Ein Bott macht den Kohl nicht fett, das mußte der Hamburger Boxpromoter Klaus-Peter Kohl ziemlich schnell merken. Stoff für zwölf Kampfabende im Jahr verlangt der Hamburger Pay-TV-Sender Premiere von dem findigen Kaufmann. Dafür wurde sein Boxstall in den vergangenen Monaten gehörig aufgebläht. Neben Perlen wie dem eloquenten Schwergewichtler Christian Honhold aus der Nähe von Lübeck, der aus dem Boxstall des föngewellten Pforzheimer Juwelenhändlers und Ex-Europameisters Rene Weller zum Hamburger wechselte, hat er auch Graciano Rocchigiani übernommen. Jenen Deutschen „Rocky“ also, den schon einmal der Titel des Halbschwergewichtsweltmeisters in der nun von Henry Maske besetzten IBF-Version zierte und der nebenbei auch auf außersportlichen Gebiet für Zeitungsschlagzeilen in den Berliner Blättern sorgte. Dem Deutsch-Italiener wurde damals vorgeworfen etwas zu sehr ins Rotlichtmillieu involviert gewesen zu sein. Sprich: Gegen ihn wurde wegen Körperverletzung und Zuhälterei ermittelt.

Das Thema soll sich erledigt haben. Saubermann und Boxpromoter Kohl – seit 1989 managt er selbst und will den Sport, laut eigenen Aussagen, „aus dem Rotlichtmilieu herausführen“ – spricht gerne von einem geläuterten „Rocky“. Von einem, der sich vollend vom Millieu getrennt hat und nunmehr fast bürgerlich geworden ist.

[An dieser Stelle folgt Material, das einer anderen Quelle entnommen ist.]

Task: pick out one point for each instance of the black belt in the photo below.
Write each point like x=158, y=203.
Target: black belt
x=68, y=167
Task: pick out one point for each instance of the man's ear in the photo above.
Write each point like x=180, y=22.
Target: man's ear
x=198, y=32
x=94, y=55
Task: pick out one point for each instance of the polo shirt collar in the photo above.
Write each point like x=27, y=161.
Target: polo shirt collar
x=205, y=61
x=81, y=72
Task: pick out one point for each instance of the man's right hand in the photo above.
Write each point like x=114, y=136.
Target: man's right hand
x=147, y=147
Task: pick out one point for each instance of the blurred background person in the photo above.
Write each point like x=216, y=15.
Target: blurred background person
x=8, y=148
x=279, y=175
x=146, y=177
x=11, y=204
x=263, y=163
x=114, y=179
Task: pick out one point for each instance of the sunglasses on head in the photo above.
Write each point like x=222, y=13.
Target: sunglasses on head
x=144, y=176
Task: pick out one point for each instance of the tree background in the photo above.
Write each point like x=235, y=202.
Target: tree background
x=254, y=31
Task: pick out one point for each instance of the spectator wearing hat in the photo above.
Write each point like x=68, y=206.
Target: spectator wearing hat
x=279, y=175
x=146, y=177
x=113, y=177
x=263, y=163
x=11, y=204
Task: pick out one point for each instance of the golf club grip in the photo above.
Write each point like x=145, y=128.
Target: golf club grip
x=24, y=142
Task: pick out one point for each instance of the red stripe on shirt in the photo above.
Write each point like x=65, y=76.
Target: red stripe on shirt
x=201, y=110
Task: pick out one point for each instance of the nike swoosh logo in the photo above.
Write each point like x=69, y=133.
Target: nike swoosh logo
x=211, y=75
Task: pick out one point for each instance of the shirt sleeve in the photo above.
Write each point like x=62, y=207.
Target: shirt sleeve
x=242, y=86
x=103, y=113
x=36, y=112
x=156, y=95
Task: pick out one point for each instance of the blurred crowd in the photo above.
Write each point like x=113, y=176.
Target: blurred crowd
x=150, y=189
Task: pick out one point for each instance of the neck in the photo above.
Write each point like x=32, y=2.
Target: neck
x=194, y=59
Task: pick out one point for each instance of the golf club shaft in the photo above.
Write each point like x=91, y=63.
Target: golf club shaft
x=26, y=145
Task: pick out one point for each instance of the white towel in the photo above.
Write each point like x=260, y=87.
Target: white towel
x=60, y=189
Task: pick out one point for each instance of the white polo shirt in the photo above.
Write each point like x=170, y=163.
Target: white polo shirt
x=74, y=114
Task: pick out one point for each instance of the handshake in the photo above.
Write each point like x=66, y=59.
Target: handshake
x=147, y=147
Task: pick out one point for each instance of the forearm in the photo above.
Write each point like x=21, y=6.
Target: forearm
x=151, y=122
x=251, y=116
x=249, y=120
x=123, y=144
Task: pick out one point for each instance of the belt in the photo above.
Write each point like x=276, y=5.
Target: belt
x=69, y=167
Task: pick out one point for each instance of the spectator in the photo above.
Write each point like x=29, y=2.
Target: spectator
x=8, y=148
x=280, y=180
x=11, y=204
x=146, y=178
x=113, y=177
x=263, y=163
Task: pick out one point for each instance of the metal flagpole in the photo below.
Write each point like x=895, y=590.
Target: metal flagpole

Irgendwann einmal soll er auch gegen die andere deutsche Box-Ikone, den Gentleman-Boxer Henry Maske , kämpfen. Und, um so einen Kampf genügend medial ausschlachten zu können, dafür braucht man natürlich ein entsprechendes Vorspiel: Guter Boxer - Böser Boxer, guter Manager - böser Manager heißt das altbekannte Spielchen, das Kohl und der andere große deutsche Promoter Sauerland derzeit treiben. Wobei die Rollenverteilung klar ist: Der böse westdeutsche Underdog gegen den guten, von den Bildungsbürgerzeitungen Woche, Spiegel, Zeit und Co. hofierten Oberschulabsolventen Henry Maske aus dem Beitrittsgebiet.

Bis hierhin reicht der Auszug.